IoT In Our Lives
Isaiah LaJoie
November 16, 2020
- Categories:
- Industry Trends and Solutions
- Tags:
- intelligent PDU
In a new Industry brief by Mark Cram entitled The Internet of Things in our Lives*, Server Technology and Raritan rack power management brands provide insight into the progress being made within the realm of the internet of things, with a tie to each company’s role in the ongoing digitization of the world. Most people have become more immersed in the world of technology. While ‘tech’ is more generally associated with younger generations, the reality is that it touches everyone.
Cram opens the brief by demonstrating how nearly everything around us is being digitized, and providing three ways to define the internet of things: Near Me, On Me, and In Me. In the first category, Near Me, Cram notes that “… IoT devices are in our homes, our offices, our vehicles, on the roadways, at the stoplights, on our bridges and railroads…” in the form of devices that do things such as “...measure temperature, humidity, air quality, foot traffic, vehicle traffic, room occupancy, light intensity, water flow, power consumption….” He backs this up with a list of things that sensors and controllers monitor and measure.

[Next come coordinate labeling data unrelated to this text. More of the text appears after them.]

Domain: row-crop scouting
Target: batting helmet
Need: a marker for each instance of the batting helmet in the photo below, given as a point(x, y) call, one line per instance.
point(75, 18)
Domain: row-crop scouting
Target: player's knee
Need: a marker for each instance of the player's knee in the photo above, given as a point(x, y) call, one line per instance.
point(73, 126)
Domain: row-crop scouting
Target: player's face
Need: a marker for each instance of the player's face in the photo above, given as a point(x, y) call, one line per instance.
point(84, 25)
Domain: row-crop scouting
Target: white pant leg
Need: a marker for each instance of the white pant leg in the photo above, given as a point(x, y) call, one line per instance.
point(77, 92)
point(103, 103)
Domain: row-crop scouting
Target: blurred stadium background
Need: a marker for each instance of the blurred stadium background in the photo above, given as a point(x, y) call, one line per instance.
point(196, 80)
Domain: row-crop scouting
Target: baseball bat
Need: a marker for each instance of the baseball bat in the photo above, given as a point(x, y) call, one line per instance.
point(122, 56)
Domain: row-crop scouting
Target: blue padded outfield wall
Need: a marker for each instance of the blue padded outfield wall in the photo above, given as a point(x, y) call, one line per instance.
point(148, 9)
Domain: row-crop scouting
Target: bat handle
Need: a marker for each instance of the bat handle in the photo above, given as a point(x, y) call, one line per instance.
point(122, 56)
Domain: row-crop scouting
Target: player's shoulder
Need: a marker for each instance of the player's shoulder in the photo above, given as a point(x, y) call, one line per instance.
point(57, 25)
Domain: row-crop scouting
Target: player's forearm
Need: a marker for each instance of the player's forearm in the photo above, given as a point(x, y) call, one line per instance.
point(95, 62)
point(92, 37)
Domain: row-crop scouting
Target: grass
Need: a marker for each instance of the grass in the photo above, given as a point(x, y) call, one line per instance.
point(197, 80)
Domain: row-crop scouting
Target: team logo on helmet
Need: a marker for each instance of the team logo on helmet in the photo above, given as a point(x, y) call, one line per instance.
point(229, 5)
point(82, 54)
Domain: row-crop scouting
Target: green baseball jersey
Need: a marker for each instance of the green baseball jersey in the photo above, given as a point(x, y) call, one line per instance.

Unless you are in a related industry, you probably haven’t spent much time thinking about the number of digitized objects and devices that commonly help us connect to our physical world.
The On Me category of IoT is fairly easy to identify with, as most of us have now, and possibly for decades, solicited the services of a mobile phone. More recently, many of us have strapped on a fitness tracker or smartwatch. The ‘tech’ that we have on ourselves – even that pair of Bluetooth® earbuds – all have sensors that are either on or are being transported by the host (meaning the individual who is wearing or carrying the device). This supports the Citizen Sensor concept described in the whitepaper “Smart Cities Run on Smart Power,” and in several blogs on the topic. As Cram states, most people carry “…microphones, cameras, GPS (units), accelerometers/tilt sensors, and a magnetometer/compass all inside a single smartphone.”
The third category, In Me, is where most of us mentally draw the line, at least for now. Why? In part because there are legal and ethical questions surrounding the concept of putting digital devices inside of our bodies. If you are drawing that line as you read this, consider the following: Had you run even the most conservative of today’s technological realities past a citizen of the year 2000, they would have undoubtedly drawn that same line. Why? Because the potential for the current and soon-to-come levels of digitized technology to do both good and harm is amazing.
All the same, as Cram points out, there are now programmable microcontrollers that are 1.5 mm, or roughly the size of a “…coarse grain of sand.” There are practical applications to this technology within the human body, like always having your ID on you or not having to carry an access control card or fob again. Most people wouldn’t feel digitally threatened if faced with having a pacemaker installed, but what about one with the ability to transmit critical data or perform firmware updates?